LoRA inference (including from A1111 / CivitAI)

Admin edit: working example here.

Hey, is it possible to do LoRA inference already? It’s so stupid I think I remember a notification about it where you said it is possible in the dev branch but I can’t find a post anywhere here on kiri.

(or does it not require any changes in the diffusers api repo?)

EDIT: I asked the following on Banana, which is essentially what I want to know:

I did a LoRA training run and now have a .safetensors file. Now what? Can I use this file by providing it as the MODEL_URL environment variable in the docker-diffusers-api repository by gadicc or does LoRA have certain requirements? I want to do inference. I trained it on Replicate but their API for inference has the stupid safety_checker enabled.

serverless-LoRA-inference-pokemon/app.py at b6e70261b44a8e9c25d63eadf9fa171e6287ec6e · lucataco/serverless-LoRA-inference-pokemon · GitHub

No, not yet. This shouldn’t be too difficult to add though (the training will take longer, but ability to use loras on existing models should be quick).

And looks like lucataco is doing great work there, as usual. Thanks for the exact ref which will be helpful.

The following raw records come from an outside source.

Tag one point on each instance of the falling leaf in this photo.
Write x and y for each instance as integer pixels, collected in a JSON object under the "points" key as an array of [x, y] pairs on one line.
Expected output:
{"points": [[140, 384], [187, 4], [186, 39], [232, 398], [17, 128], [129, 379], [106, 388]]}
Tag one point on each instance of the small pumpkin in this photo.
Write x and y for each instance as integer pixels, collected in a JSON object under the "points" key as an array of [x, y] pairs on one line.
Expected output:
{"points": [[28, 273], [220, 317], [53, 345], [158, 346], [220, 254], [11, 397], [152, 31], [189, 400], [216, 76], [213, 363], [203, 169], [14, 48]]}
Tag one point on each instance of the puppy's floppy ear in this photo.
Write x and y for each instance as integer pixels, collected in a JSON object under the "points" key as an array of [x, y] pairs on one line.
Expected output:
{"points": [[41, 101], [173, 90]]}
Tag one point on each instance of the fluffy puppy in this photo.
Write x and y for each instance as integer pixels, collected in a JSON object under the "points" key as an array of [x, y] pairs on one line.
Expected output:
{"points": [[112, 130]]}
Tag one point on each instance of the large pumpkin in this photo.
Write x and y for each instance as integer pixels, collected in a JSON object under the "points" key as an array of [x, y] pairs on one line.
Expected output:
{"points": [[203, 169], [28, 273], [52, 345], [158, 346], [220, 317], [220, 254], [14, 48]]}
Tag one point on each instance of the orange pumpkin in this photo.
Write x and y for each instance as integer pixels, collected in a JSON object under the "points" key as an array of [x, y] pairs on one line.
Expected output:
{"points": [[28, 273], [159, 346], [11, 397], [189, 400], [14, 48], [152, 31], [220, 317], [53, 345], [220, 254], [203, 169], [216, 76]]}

I have an international flight today but I’ll take a look at this tomorrow and maybe we can get it out to dev same day.

Thanks :pray::raised_hands:

Ok, thanks. I hope so. This is frustrating. :stuck_out_tongue_winking_eye:

Was a bit from my travels but working on this today :slight_smile:

Ok, here’s a first-look in dev.

$ python test.py txt2img \
   `# Common options, but notably:` \
   `# MODEL_ID should match base model that was fine-tuned with LoRA` \
   --call-arg MODEL_ID="runwayml/stable-diffusion-v1-5" \
   --call-arg MODEL_PRECISION="fp16" \
   --call-arg MODEL_URL="s3://" \
   --model-arg prompt="A picture of a sks dog in a bucket" \
   --model-arg seed=1 \
   `# Specify the LoRA model` \
   --call-arg attn_procs="patrickvonplaten/lora_dreambooth_dog_example" \
   `# Optional; specify interpolation of LoRA with base model; 0.0 to 1.0 (default)` \
   --model-arg cross_attention_kwargs='{"scale": 0.5}'

Outputs: (with scale 0.0, 0.5, 1.0, respectively)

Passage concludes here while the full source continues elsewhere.